Closed for then, but God would re-open it in the last days. Micah 6

The Case against God’s People: Micah 6 (7)

Opening Prayer: Psalm 48.1-3
Great is the LORD, and greatly to be praised
In the city of our God,
In His holy mountain.
Beautiful in elevation,
The joy of the whole earth,
Is Mount Zion on the sides of the north,
The city of the great King.
God is in her palaces;
He is known as her refuge.

Sing Psalm 48.1-3

(Cwm Rhondda: Guide Me, O Thou Great Jehovah)
Great is God, now greatly praise Him in the city of the Lord.
Holy she, His lovely mountain, great and glorious by His Word!
God her King is great within her, He, her Stronghold ever sure!
He, her Stronghold ever sure!

Read Micah 6; meditate on verse 9

1. Who will see the Name of the Lord?

2. What had God appointed for His people?

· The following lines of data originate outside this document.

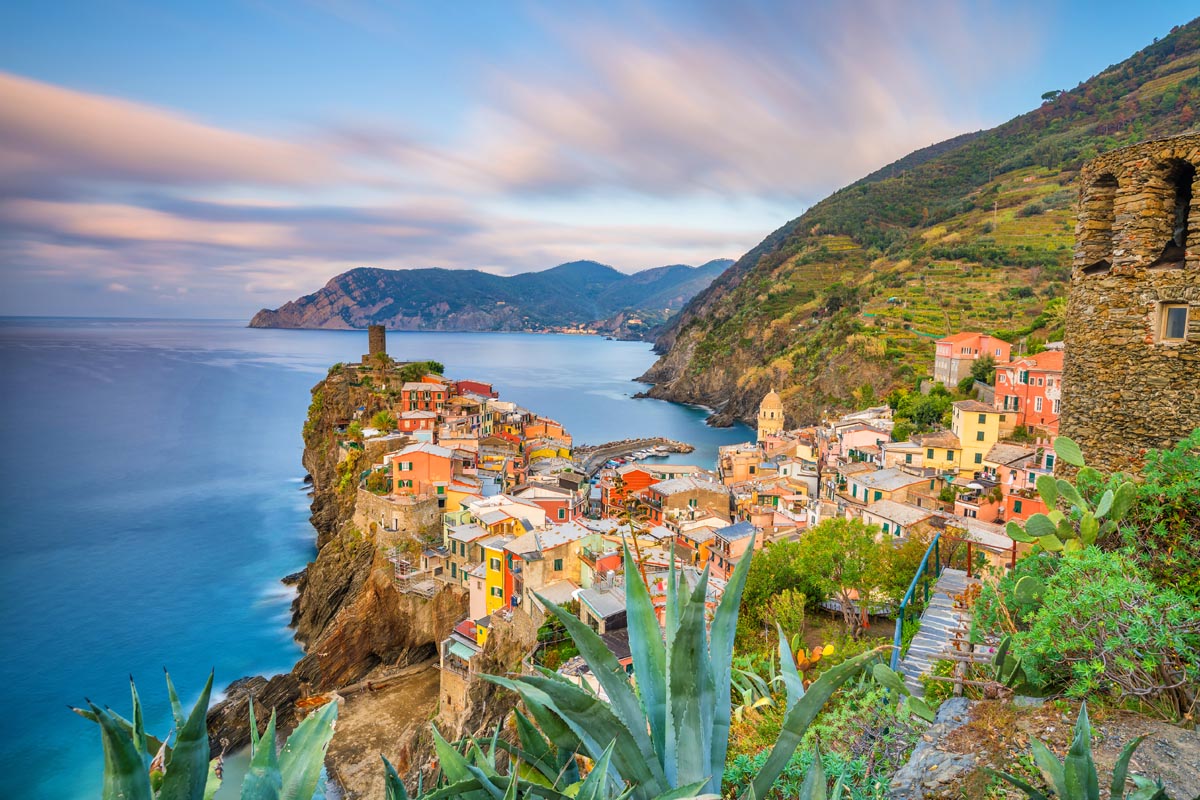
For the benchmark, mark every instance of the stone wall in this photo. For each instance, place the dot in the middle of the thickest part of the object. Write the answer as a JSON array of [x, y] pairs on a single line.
[[1126, 389], [391, 519]]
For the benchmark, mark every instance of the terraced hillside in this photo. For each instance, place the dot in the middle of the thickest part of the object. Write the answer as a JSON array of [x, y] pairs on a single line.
[[843, 304]]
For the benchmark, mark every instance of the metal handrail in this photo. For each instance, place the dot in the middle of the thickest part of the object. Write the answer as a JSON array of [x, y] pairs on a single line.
[[907, 596]]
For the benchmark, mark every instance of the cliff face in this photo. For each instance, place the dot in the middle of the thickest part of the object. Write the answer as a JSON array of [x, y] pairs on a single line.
[[347, 612], [574, 294], [845, 302]]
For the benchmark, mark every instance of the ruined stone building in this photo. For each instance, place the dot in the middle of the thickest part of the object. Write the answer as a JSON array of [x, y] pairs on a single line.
[[1132, 371]]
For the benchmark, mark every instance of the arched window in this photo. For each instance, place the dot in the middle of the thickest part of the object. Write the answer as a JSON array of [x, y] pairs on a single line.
[[1096, 240], [1177, 203]]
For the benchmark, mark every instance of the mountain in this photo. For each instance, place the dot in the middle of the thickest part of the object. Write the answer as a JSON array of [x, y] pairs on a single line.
[[844, 304], [569, 295]]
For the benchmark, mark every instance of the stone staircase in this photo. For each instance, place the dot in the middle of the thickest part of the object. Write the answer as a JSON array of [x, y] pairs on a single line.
[[937, 625]]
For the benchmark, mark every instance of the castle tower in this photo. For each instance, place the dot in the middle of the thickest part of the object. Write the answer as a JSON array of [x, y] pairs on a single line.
[[1132, 368], [377, 342], [771, 415]]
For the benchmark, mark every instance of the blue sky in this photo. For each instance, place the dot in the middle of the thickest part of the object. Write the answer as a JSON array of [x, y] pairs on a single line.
[[210, 158]]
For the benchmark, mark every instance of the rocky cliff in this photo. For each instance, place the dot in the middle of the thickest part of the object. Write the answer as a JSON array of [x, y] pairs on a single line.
[[353, 623], [576, 294], [845, 302]]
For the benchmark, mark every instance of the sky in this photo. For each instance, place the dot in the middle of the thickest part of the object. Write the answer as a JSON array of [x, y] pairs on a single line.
[[210, 158]]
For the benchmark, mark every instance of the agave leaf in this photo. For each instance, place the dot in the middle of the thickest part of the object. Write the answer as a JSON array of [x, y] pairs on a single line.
[[535, 751], [189, 768], [595, 785], [1122, 768], [1089, 528], [391, 782], [1030, 792], [1122, 500], [797, 721], [1068, 451], [691, 697], [724, 630], [177, 708], [451, 763], [1079, 769], [1039, 525], [793, 685], [889, 678], [1048, 489], [1051, 543], [1018, 534], [612, 677], [304, 753], [649, 653], [125, 776], [1051, 768], [592, 721], [263, 780], [814, 787], [213, 785], [1071, 494]]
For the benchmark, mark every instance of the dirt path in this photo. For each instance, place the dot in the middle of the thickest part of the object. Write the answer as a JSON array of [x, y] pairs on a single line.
[[382, 721]]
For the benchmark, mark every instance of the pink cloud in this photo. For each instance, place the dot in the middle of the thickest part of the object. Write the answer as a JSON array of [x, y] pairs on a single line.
[[51, 131]]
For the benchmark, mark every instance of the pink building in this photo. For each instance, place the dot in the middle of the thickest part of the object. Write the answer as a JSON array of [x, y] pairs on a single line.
[[955, 354]]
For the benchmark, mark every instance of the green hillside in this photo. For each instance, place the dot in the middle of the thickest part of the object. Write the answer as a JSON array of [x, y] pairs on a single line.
[[975, 233]]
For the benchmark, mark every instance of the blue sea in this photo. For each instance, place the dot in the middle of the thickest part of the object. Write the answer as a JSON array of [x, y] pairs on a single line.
[[151, 497]]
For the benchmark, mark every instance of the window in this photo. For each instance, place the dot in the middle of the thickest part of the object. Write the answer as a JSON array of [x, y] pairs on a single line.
[[1174, 326]]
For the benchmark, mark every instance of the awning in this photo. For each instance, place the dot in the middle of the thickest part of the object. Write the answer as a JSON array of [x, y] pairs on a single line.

Micah 6 reads like a court hearing. God has a complaint against His people, a court case, which He will briefly unfold (vv. 1, 2). First, He marshals the evidence of His lovingkindness and goodness. He saved His people, gave them loving shepherds, brought them through the wilderness, and overthrew the pagan kings of Canaan, that they might enjoy the land He promised to their fathers (vv. 3-5). Thus the people could see and know the righteousness of the Lord (v. 5).

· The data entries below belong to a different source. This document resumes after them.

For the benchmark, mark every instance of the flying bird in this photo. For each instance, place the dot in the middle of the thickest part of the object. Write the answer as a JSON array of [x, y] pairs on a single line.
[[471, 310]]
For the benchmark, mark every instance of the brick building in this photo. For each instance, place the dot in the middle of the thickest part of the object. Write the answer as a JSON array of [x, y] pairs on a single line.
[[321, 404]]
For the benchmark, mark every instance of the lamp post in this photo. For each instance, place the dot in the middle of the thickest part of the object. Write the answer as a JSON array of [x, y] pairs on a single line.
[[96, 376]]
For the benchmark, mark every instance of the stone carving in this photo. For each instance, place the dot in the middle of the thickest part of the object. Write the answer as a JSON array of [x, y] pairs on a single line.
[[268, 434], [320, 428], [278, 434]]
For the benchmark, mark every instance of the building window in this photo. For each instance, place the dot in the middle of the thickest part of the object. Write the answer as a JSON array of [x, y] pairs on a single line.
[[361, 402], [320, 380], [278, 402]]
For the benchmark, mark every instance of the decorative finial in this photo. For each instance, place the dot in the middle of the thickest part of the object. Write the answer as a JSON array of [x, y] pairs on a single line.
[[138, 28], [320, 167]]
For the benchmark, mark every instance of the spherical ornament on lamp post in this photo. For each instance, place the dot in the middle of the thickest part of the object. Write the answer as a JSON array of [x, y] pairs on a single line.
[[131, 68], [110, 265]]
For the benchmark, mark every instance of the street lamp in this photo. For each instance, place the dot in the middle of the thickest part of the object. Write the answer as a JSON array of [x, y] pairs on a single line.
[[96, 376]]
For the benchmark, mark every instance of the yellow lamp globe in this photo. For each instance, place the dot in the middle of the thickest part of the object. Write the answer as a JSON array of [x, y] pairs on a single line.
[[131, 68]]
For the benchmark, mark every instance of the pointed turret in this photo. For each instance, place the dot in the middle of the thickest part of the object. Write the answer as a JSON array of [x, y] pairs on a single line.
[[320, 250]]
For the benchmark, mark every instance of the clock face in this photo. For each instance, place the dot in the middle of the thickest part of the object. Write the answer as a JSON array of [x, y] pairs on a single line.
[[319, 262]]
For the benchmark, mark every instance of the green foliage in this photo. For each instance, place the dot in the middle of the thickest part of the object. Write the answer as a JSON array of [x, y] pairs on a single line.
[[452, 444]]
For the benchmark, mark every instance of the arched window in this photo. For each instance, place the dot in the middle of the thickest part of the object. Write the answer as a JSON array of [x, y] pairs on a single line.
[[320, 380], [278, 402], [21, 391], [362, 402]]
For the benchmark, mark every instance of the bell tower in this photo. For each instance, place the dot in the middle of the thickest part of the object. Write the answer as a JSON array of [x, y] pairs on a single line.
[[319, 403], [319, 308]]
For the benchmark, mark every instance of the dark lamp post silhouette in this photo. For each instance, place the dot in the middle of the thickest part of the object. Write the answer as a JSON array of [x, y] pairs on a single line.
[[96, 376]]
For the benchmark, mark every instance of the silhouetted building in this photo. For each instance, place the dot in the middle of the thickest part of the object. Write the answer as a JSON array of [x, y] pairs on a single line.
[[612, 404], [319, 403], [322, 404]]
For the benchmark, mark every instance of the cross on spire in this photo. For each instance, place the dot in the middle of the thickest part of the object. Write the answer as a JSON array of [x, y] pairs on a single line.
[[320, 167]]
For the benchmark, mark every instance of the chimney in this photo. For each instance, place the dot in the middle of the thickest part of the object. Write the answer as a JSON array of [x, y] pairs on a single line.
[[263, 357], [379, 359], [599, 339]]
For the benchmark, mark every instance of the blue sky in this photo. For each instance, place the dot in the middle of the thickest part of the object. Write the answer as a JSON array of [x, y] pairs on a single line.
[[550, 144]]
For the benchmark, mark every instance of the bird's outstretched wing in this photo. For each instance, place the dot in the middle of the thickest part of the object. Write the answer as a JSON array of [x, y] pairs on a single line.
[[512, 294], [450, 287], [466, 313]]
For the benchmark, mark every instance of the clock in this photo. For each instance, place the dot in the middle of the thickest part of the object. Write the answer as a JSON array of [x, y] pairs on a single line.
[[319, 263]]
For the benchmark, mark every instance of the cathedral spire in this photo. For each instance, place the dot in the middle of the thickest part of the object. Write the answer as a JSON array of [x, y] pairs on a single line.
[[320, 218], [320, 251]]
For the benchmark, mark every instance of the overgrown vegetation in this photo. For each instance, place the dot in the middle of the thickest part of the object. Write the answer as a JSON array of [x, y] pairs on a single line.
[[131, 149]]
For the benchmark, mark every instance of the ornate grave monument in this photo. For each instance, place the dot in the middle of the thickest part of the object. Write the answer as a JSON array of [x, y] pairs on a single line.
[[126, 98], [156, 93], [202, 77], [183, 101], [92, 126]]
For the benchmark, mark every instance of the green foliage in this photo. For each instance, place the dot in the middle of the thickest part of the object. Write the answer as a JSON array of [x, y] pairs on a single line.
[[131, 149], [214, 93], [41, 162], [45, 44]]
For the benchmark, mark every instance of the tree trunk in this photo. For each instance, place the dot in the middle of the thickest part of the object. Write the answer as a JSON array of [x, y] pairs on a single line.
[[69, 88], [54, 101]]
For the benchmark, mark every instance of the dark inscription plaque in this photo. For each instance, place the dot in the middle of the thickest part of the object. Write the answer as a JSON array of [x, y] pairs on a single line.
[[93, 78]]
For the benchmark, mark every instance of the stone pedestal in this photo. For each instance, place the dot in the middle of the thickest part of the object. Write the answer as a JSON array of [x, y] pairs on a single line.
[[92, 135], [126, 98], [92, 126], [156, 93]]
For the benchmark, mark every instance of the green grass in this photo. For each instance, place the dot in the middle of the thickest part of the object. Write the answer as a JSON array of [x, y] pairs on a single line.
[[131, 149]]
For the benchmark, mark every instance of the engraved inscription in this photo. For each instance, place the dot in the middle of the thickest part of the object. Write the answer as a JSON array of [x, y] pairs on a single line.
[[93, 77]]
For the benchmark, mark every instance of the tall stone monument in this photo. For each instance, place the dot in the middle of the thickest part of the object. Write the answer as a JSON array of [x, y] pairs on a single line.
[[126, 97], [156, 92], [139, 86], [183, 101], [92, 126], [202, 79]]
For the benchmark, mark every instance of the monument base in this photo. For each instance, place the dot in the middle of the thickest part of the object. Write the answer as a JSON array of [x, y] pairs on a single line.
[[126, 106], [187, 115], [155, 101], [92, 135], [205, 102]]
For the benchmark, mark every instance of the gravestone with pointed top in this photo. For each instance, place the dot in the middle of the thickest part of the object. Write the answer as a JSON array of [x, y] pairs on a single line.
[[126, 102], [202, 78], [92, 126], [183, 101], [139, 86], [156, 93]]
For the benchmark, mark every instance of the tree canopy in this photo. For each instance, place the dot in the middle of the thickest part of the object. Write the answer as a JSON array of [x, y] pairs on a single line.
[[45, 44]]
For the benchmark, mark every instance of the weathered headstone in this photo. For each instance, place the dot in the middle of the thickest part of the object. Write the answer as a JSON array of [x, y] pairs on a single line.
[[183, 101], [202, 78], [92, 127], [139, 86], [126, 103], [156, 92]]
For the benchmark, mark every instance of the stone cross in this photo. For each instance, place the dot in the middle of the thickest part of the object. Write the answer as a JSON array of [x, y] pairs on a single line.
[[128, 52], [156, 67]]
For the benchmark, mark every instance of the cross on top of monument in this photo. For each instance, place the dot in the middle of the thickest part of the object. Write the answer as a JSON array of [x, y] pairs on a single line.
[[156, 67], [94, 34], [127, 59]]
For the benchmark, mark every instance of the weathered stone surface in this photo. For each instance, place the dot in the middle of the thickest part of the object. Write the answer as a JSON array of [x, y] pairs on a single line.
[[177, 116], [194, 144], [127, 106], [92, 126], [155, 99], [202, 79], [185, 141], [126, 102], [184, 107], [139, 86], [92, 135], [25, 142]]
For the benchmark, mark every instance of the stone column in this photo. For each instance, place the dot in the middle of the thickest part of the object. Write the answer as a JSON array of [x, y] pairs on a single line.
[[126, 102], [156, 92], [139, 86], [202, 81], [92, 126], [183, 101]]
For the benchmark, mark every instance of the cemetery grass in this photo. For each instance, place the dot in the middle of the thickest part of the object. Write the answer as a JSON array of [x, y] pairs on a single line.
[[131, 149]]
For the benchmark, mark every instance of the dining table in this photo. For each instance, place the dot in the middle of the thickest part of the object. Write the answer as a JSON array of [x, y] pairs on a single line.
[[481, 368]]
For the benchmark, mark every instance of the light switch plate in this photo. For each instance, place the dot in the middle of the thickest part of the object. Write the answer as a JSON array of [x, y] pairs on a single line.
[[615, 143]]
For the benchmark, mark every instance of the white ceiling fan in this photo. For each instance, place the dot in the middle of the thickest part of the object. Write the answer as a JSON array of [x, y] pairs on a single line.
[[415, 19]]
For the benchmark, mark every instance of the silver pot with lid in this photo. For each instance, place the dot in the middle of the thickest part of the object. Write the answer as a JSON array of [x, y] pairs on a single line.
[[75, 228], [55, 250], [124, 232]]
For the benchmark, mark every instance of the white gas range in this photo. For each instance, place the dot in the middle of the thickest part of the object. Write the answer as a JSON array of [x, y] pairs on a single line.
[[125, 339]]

How should the people have responded to this? Micah, speaking on behalf of the nation, declares that merely offering outward obeisance through offerings is not what God was seeking, much less to offer their children, following the practices of pagan nations, as sacrifices to Him (vv. 6, 7). God required of His people true fellowship with Him, issuing in goodness, justice, and mercy (v. 8). And this, under the influence of pagan religion and ways, was what the people of Israel and Judah sorely lacked.

Verse 9 begins the verdict: Anyone with a lick of wisdom would be able to see the justice of God’s case. Now the rod of judgment must fall on the backs of His people.

For their wickedness – deceit, lying, violence, and more – God will bring His people to desolation, blighting their economy (vv. 13-15) and bringing them to ruin and captivity (v. 14) because they preferred the statutes and works of wickedness to the good, just, and loving Law of the Lord (v. 16).

The pagan world would confirm the justice of God’s case against His people by hissing at them as they were borne away captive to Assyria and Babylon. Case closed.

Treasure Old and New: Matthew 13.52; Psalm 119.162
In God’s mercy, cases are begun, closed, and reopened. Here the LORD cries to the city.

In Proverbs 8 we read of wisdom crying out and understanding lifting up her voice. (Prov. 8.1)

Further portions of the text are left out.